By Greg O’Brien, DEDJTR Ellinbank

DAIRY farmers are looking anxiously for the autumn break to take the pressure off feed budgets and the workload associated with feeding supplements.
The three-month climate outlook issued by the Bureau of Meteorology on February 25 is promising for April in the Gippsland region.
Overall, there are slightly better than average odds for average rainfall for the next three months, with significant odds of warmer than average temperatures.
It is important to remember that this is just a forecast, not a prediction this will definitely happen.
It is helpful to understand the drivers behind the outlook. El Niño is steadily declining, with models forecasting a return to a neutral pattern in late autumn to early winter.
During the latter breakdown part of the El Niño cycle, warmer days tend to persist over northern and eastern Australia, with warmer nights across much of Australia.
In addition to El Niño, there are widespread warmer than average sea surface temperatures across much of the Indian Ocean, as well as waters surrounding Australia.

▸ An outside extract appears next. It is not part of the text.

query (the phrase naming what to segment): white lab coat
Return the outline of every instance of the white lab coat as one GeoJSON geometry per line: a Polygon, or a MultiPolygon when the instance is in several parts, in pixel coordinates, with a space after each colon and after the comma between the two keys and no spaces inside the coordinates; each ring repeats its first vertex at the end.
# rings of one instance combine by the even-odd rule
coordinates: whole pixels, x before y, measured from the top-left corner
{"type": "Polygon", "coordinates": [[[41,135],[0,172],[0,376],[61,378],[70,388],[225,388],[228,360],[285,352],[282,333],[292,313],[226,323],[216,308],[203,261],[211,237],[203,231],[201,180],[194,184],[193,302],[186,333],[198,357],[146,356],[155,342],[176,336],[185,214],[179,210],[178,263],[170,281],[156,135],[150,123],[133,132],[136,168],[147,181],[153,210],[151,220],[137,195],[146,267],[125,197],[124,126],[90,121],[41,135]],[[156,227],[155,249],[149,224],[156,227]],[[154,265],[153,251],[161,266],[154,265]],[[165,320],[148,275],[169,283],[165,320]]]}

The warmer waters are likely to reinforce local above average air temperatures.
Soil moisture has been relatively low across northern and eastern parts of Australia, particularly in the drought-affected regions.
By April, air pressure is likely to be closer to normal.
Bureau climatologists monitor the climate for any significant developments, with information on El Niño/La Niña and IOD events available fortnightly via the ENSO Wrap-Up.
For a summary of Pacific and Indian Ocean outlooks, please see the Climate Model Summary.
So there is some cause for optimism in the climate outlook post-March, just no guarantees.
One way to deal with uncertainty is to plan with risk management in mind.
From a feed planning point of view, it might mean considering the need for extra supplements if the break is late.
Weigh up the potential for a price rise if you delay purchasing feed versus having purchased feed you don’t need.
Another risk factor is the availability of the type of hay you might need to purchase. If supply is tight, then the risk of not being able to source the feed is relatively high.
You might decide to purchase the hay if the risk of not being able to source it later appears high. The timing of any pasture renovation can also be influenced by the amount and timing of autumn rain.
We know pastures that establish early produce a lot more feed through autumn and winter, while late sown pastures may provide little feed until the weather warms coming into spring.
So early sowing is desirable if it can be done successfully.